A longtime Whistler Transit bus driver is under investigation after a report that he failed to help a passenger secure his wheelchair on a local bus last week.
Raven Feraru, a Vancouver resident who visits Whistler often, said he boarded a No. 1 Valley Connector bus at the Gondola Transit Exchange at about midnight on Friday night (April 27). Though the driver lowered the ramp so Feraru could drive his wheelchair on board, he refused to secure Feraru's chair with the safety straps located on the bus, Feraru said. It's not a task Feraru can complete on his own.
"He wouldn't strap me in. He said 'it's not my job,'" Feraru said.
Feraru said he tried to talk to the driver, indicating that helping to secure wheelchairs is, in fact, part of a transit driver's job description. He suggested that the driver check with a supervisor.
But Feraru said the driver continued to refuse to help and said it's Feraru's responsibility to have an aid traveling with him to secure the straps.
He eventually left the bus and waited about 30 minutes for the next bus to take him to his accommodations in Cheakamus Crossing. The driver of that bus was happy to help, Feraru added.
Feraru said he's had trouble on Whistler Transit buses before, dating back to his first visit to the resort in 2008. He remembers a driver refusing to secure the safety straps back then, and passengers stepped in to help that time. Bus drivers are rude to him in Vancouver too, he added.
"It's been ongoing," Feraru said. "I find it very abusive and very discriminatory.
"I've had enough. It needs to stop."
Feraru filed an anonymous report to Whistler Transit about Friday's incident.
A B.C. Transit spokesperson confirmed on Tuesday (May 1) that Whistler Transit has launched an investigation into the incident and officials would like to speak directly to Feraru.
Both Whistler Transit and B.C. Transit have clear, written guidelines regarding accessibility and it's absolutely part of a driver's job to help secure wheelchairs with the safety straps, said Meribeth Burton, B.C. Transit's manager of media relations.
"If this is confirmed to be true this is unacceptable behaviour by the operator," Burton said. "It's unacceptable not to assist. It is a clear requirement of the job."
She noted that the driver in question has been with Whistler Transit for 10 years and he has no previous complaints on his record.
As a result of the incident, B.C. Transit has decided to implement mandatory refresher training for all Whistler Transit drivers on May 6 and 7, Burton said. The training includes various safety measures and other aspects of transit, including accessibility.

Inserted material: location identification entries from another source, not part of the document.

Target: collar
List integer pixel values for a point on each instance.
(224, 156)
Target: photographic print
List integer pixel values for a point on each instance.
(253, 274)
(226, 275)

"Both Whistler Transit and B.C. Transit are taking this very seriously," she said. "We want to ensure that it never happens again."
Burton also noted that all transit drivers are trained in accessibility, and Whistler Transit operators would have had refresher training leading up to the 2010 Games. The driver in question was interviewed on Tuesday in relation to the incident, and Burton said officials would like Feraru's involvement in the investigation as well.
"We would like to hear from this person," she said. "It would certainly help in their investigation."Feraru told The Question that he planned to contact B.C. Transit.
Depending on the outcome of the investigation, it's up to Whistler Transit officials to decide on any "corrective action" against the driver, Burton said. That could include everything from a suspension to a letter on his file.
Burton added that transit officials would like to issue an apology to Feraru and offer him a three-month Whistler Transit pass.
"We would like to apologize to the person who had to wait in the early morning hours for another bus and another operator who could accommodate his needs," Burton said. "I think a face-to-face apology is certainly warranted."